La question du temps libre
L’étude a également démontré que si le travail n’est, au moment de l’installation, pas un problème, ni une question, pour celui qui s’installe, cinq ans après l’installation, il n’en est pas de même : sa quantité et la difficulté à se dégager du temps libre sont évoquées comme première raison d’insatisfaction. «Ce résultat interpelle la façon dont la recherche peut travailler avec l’enseignement et le développement agricoles pour expérimenter différentes modalités de sensibilisation à la question du travail en amont de l’installation ainsi que des modalités d’accompagnement pour aider les agriculteurs à améliorer leurs situations après les premières années d’installation », insiste la chercheuse.
Quelles perspectives ?
Ces travaux menés dans le Massif central vont alimenter les recherches concernant la coexistence des modèles agricoles, nouvelle thématique à l’agenda du département INRA SAD Sciences.

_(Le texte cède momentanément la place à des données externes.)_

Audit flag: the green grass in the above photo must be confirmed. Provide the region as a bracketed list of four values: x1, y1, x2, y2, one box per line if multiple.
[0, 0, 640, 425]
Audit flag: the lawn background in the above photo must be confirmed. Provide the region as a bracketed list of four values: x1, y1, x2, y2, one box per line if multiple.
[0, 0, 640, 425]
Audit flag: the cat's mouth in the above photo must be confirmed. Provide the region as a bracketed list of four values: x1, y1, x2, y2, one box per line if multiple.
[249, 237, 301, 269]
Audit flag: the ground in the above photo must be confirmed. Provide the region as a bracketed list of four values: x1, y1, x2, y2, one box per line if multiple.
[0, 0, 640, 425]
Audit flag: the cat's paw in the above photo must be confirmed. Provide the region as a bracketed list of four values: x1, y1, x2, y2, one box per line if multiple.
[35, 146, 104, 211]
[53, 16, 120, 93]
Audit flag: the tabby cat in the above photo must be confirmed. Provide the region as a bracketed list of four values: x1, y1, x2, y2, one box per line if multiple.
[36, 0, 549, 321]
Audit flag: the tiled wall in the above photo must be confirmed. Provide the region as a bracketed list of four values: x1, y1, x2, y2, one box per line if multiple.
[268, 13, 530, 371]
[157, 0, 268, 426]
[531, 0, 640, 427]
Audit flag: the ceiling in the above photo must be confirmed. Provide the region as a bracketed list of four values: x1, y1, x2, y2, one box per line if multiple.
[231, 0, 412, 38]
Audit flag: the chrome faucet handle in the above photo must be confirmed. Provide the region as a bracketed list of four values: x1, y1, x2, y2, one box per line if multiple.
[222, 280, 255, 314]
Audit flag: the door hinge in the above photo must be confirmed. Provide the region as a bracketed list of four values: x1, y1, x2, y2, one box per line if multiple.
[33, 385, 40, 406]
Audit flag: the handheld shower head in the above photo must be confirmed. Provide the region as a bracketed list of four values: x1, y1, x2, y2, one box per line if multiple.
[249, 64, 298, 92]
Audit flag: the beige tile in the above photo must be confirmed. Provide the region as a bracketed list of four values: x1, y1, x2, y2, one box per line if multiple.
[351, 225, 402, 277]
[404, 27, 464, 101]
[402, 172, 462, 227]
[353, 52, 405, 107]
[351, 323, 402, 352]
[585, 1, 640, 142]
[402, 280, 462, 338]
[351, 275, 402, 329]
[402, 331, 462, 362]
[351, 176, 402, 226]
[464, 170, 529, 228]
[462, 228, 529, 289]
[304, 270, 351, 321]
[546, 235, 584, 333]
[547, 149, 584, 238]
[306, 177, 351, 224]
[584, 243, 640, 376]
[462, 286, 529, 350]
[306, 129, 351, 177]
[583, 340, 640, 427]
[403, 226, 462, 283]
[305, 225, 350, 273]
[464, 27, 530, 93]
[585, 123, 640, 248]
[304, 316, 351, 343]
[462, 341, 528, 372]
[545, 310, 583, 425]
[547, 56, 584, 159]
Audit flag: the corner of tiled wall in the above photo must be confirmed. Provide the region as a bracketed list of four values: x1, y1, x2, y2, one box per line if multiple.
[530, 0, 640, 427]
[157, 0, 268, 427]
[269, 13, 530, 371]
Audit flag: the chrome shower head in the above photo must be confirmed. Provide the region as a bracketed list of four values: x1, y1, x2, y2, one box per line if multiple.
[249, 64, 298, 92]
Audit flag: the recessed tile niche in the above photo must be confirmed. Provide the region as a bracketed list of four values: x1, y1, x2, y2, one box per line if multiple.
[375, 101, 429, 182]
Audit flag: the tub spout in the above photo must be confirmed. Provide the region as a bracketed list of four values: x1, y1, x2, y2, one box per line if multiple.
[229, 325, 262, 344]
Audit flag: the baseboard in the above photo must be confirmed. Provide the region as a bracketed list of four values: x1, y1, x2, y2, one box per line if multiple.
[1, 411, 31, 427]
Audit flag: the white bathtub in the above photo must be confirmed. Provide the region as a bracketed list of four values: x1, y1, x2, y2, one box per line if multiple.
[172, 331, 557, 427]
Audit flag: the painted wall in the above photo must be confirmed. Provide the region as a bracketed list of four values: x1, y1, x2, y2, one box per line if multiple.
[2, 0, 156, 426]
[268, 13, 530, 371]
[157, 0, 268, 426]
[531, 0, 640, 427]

Pour l’Action et le Développement. En effet, il semble que les dynamiques autour de l’installation agricole en France fassent écho non seulement à la polarisation des modèles agricoles à l’œuvre dans le monde entre agriculture capitalistique et agriculture familiale, mais aussi à l’émergence d’une nouvelle figure d’agriculteur, notamment caractérisée par une vision temporaire/réversible de cette activité, un métier – un emploi exercé au cours d’une trajectoire professionnelle-, au lieu d’un état hérité, ou choisi pour toute sa vie professionnelle…. Ce qui change considérablement le rapport aux capitaux (financiers, connaissances, sociaux) mobilisés, aux dynamiques de capitalisation financière entre les générations, à la propriété, à l’acquisition des savoir-faire… «Notre étude a permis de capter une forte diversité d’évènements marquants au cours des cinq années suivant l’installation. Bien sûr, et c’est d’ailleurs une remarque des jeunes rencontrés, il faudrait pouvoir aller plus loin, et s’intéresser à des trajectoires plus longues. Néanmoins, on voit déjà bien le caractère fictif de la date d’installation. Chacun acquiert progressivement la maîtrise de son outil de production. Pour nous JA, il s’agit de pouvoir proposer un accompagnement dans lequel chaque porteur de projet puisse se construire, avant et pendant l’installation, et qui dépasse largement la date officielle», conclut Benoît Julhes.